What has happened in many dojo, Isshinryu since that is my most experience, is they never progress. They all assume this is the written in stone way of doing it in basics techniques, kata and kumite. Most never learn there is more, something beyond the basics, if fighting is a part of the agenda when instructing.
Once you learn how to effectively punch and/or strike then leave chambering behind. Cover your open zones. Marc MacYoung refers to those areas as quadrants. We have only two hands, forearms, elbows, etc. to cover our entire front. He divides this into four quadrants where our arms, etc. can cover only two of them at a time. You need to use positioning to cover the two not covered by the arms. Keeping the open quadrants out of range while covering the other two with arms and hands, etc. is a good thing.
You cannot do this fundamental protection if you chamber. Also remember that if you chamber or re-chamber you are broadcasting your intent and the distance you have to travel from chamber to target with a punch means a good fighter has time to move and not get hit.
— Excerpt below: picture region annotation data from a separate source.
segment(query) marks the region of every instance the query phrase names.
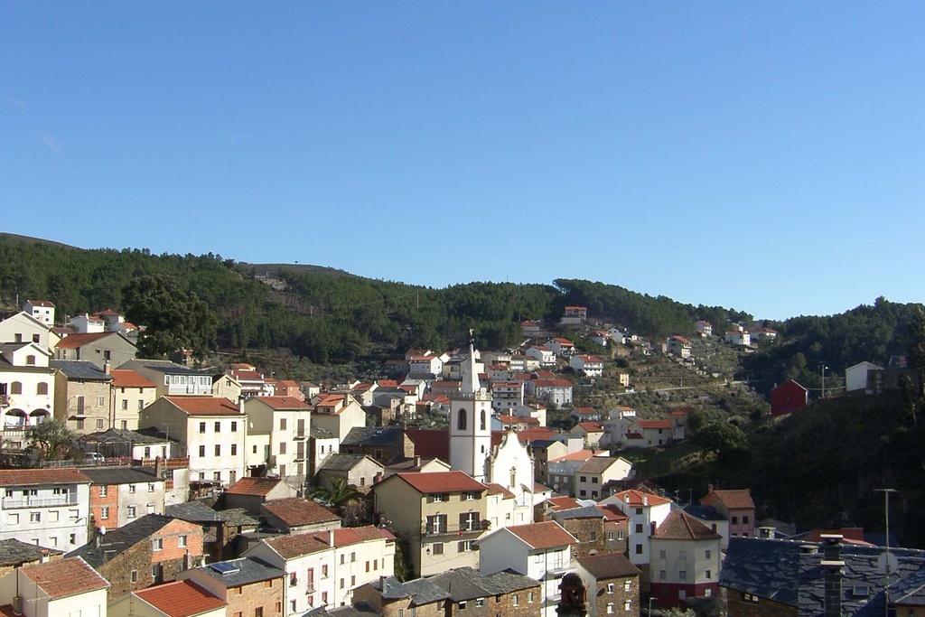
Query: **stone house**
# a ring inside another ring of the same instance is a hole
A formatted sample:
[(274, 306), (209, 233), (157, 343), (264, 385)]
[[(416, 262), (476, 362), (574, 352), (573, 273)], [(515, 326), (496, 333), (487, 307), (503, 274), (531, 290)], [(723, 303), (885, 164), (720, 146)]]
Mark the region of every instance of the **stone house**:
[(578, 575), (587, 586), (588, 617), (639, 614), (639, 568), (622, 553), (578, 558)]
[(253, 557), (191, 568), (180, 573), (188, 580), (228, 602), (230, 617), (283, 617), (286, 572)]
[(161, 514), (146, 514), (68, 553), (80, 557), (109, 581), (109, 600), (174, 580), (203, 563), (203, 527)]

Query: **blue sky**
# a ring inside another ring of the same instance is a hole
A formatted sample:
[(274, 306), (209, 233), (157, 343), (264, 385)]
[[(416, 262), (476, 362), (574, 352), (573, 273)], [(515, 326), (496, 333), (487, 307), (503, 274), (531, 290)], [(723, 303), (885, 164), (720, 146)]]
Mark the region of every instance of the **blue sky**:
[(925, 301), (925, 4), (0, 4), (0, 230), (758, 317)]

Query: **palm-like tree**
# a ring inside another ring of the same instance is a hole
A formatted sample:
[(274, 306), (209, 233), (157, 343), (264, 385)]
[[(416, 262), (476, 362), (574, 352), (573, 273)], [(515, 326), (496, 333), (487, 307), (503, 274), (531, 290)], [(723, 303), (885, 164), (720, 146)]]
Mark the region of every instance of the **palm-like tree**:
[(313, 500), (322, 500), (336, 510), (364, 497), (355, 486), (347, 484), (347, 478), (342, 477), (332, 478), (329, 487), (316, 487), (308, 496)]

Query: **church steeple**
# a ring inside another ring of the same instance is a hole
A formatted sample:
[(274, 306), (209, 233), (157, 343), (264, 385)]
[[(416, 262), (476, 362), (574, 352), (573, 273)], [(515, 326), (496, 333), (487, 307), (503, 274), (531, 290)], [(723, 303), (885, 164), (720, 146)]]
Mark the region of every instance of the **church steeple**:
[(491, 394), (478, 378), (471, 339), (469, 356), (460, 368), (460, 391), (450, 396), (450, 466), (484, 482), (491, 453)]

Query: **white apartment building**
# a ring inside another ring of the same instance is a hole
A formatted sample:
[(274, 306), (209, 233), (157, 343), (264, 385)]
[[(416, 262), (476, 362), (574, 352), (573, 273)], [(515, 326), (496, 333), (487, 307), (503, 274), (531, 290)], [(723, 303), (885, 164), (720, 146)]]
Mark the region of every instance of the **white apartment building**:
[(0, 470), (0, 539), (65, 552), (89, 541), (90, 478), (73, 467)]
[(244, 475), (247, 415), (228, 399), (166, 396), (142, 411), (139, 424), (179, 439), (190, 480), (230, 487)]

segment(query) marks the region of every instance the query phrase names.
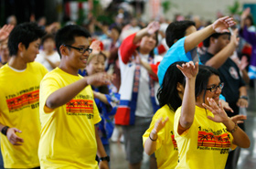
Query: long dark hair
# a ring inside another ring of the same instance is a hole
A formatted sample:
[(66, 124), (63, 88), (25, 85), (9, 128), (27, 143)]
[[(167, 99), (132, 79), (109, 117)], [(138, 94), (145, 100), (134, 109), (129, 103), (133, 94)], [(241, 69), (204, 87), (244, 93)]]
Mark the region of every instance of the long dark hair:
[(185, 77), (182, 72), (176, 68), (176, 65), (182, 65), (184, 61), (175, 62), (169, 66), (165, 72), (163, 84), (157, 91), (157, 99), (161, 107), (165, 104), (176, 111), (181, 106), (182, 100), (176, 90), (177, 83), (185, 86)]

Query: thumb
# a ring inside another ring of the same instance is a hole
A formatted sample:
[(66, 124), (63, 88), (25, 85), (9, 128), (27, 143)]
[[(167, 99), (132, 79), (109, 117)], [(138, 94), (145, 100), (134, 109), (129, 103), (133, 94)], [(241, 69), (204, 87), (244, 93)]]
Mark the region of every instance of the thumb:
[(213, 121), (213, 117), (208, 116), (208, 118), (209, 120)]
[(22, 132), (20, 130), (18, 130), (18, 129), (16, 129), (16, 128), (14, 128), (14, 131), (15, 131), (15, 132), (19, 132), (19, 133)]

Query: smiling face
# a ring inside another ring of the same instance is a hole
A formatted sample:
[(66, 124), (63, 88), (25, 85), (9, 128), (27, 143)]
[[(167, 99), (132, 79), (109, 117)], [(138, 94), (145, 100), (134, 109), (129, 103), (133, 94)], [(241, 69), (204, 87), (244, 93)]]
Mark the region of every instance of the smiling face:
[[(70, 46), (74, 48), (87, 48), (89, 46), (88, 38), (84, 37), (75, 37), (75, 42)], [(66, 57), (67, 58), (67, 65), (72, 70), (78, 71), (80, 69), (84, 69), (86, 67), (87, 59), (89, 58), (89, 52), (85, 51), (83, 54), (80, 53), (79, 50), (69, 48), (69, 56)]]
[(144, 51), (144, 53), (149, 53), (151, 50), (153, 50), (156, 45), (156, 34), (144, 36), (141, 41), (141, 50)]
[[(211, 75), (208, 79), (208, 86), (207, 89), (209, 89), (211, 87), (216, 87), (218, 85), (219, 85), (220, 83), (220, 79), (219, 77), (217, 75)], [(205, 97), (204, 97), (204, 93)], [(219, 95), (221, 93), (221, 90), (219, 88), (217, 89), (217, 90), (215, 92), (211, 92), (210, 90), (202, 90), (202, 92), (198, 95), (198, 97), (197, 97), (197, 103), (198, 103), (197, 105), (202, 105), (202, 103), (206, 103), (207, 105), (208, 105), (208, 101), (207, 100), (207, 98), (212, 98), (217, 104), (219, 104)]]
[(26, 63), (33, 62), (37, 58), (37, 55), (39, 53), (41, 40), (38, 38), (31, 43), (29, 43), (28, 48), (26, 48), (25, 45), (22, 46), (22, 58)]
[(105, 58), (101, 54), (93, 56), (93, 58), (90, 60), (90, 63), (88, 63), (86, 66), (85, 69), (89, 76), (95, 73), (103, 72), (105, 69)]

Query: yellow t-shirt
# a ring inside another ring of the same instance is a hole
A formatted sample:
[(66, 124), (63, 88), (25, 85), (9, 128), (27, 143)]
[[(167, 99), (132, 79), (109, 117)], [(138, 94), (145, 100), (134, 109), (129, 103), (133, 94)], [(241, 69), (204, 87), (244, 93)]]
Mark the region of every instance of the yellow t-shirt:
[(143, 135), (144, 144), (154, 129), (155, 121), (163, 117), (169, 121), (165, 126), (157, 133), (156, 151), (155, 152), (157, 168), (175, 168), (178, 162), (177, 145), (174, 138), (174, 118), (175, 112), (167, 105), (163, 106), (154, 115), (149, 129)]
[(177, 143), (179, 163), (176, 168), (223, 169), (229, 152), (235, 148), (233, 136), (221, 122), (208, 119), (211, 111), (196, 106), (191, 127), (181, 135), (177, 133), (181, 107), (175, 114), (175, 138)]
[(45, 106), (51, 93), (80, 79), (57, 68), (41, 82), (38, 156), (42, 169), (98, 168), (94, 124), (101, 119), (91, 87), (87, 86), (69, 102), (51, 111)]
[(7, 64), (0, 69), (0, 122), (22, 131), (16, 135), (24, 139), (17, 146), (1, 134), (5, 168), (39, 166), (39, 85), (47, 72), (37, 62), (27, 63), (23, 72), (11, 69)]

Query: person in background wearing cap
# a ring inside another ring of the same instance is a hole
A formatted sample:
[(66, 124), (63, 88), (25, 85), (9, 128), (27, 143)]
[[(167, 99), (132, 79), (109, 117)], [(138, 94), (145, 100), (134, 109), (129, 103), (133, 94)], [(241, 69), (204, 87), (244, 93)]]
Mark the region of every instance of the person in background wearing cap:
[[(220, 81), (225, 87), (222, 94), (229, 102), (233, 112), (227, 111), (229, 117), (239, 114), (240, 107), (248, 107), (248, 96), (245, 82), (240, 74), (236, 63), (229, 58), (239, 45), (238, 30), (233, 32), (230, 38), (229, 33), (215, 33), (204, 41), (208, 48), (207, 52), (201, 56), (202, 63), (218, 69)], [(230, 40), (229, 40), (230, 39)], [(244, 130), (243, 123), (240, 127)], [(240, 148), (238, 147), (229, 154), (226, 169), (236, 168)]]
[[(176, 61), (200, 61), (197, 54), (197, 46), (215, 32), (229, 32), (228, 27), (235, 25), (232, 17), (224, 16), (208, 26), (197, 31), (195, 23), (191, 21), (176, 21), (171, 23), (165, 32), (166, 44), (170, 48), (157, 68), (160, 86), (165, 74), (171, 64)], [(201, 64), (199, 62), (199, 64)], [(231, 111), (225, 98), (220, 95), (225, 110)]]

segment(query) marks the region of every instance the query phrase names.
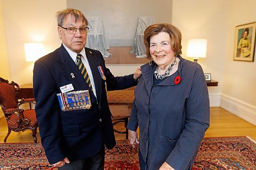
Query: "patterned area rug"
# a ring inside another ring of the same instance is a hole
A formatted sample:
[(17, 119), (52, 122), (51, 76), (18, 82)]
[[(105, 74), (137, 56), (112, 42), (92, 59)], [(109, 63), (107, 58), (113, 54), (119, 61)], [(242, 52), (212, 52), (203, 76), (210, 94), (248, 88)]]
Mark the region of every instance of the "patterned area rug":
[[(138, 146), (118, 140), (106, 150), (105, 169), (139, 169)], [(256, 144), (246, 137), (204, 138), (193, 170), (244, 169), (256, 167)], [(0, 170), (56, 170), (50, 166), (40, 143), (1, 143)]]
Marc makes a lot of sense with this and many Isshinryu factions do not teach us this strategic truism.
Chambering, good for learning; chambering, not good in fighting strategies and tactics. Move beyond chambering, yes! Remember if your hands and arms are in a protective position covering two of your quadrants; if you position your body to keep the other two out of punch/striking distance then those two arms and hands should be such that when you move quickly into range they strike like really, really powerfully, yes?
MacYoung, Marc. "A Professional's Guide to Ending Violence Quickly: How Bouncers, Bodyguards, and Other Security Professionals Handle Ugly Situations." Paladin Press. Boulder, Colorado. 1996.
MacYoung, Marc. "Violence, Blunders, and Fractured Jaws: Advanced Awareness Techniques and Street Etiquette." Paladin Press. Boulder, Colorado. 1992.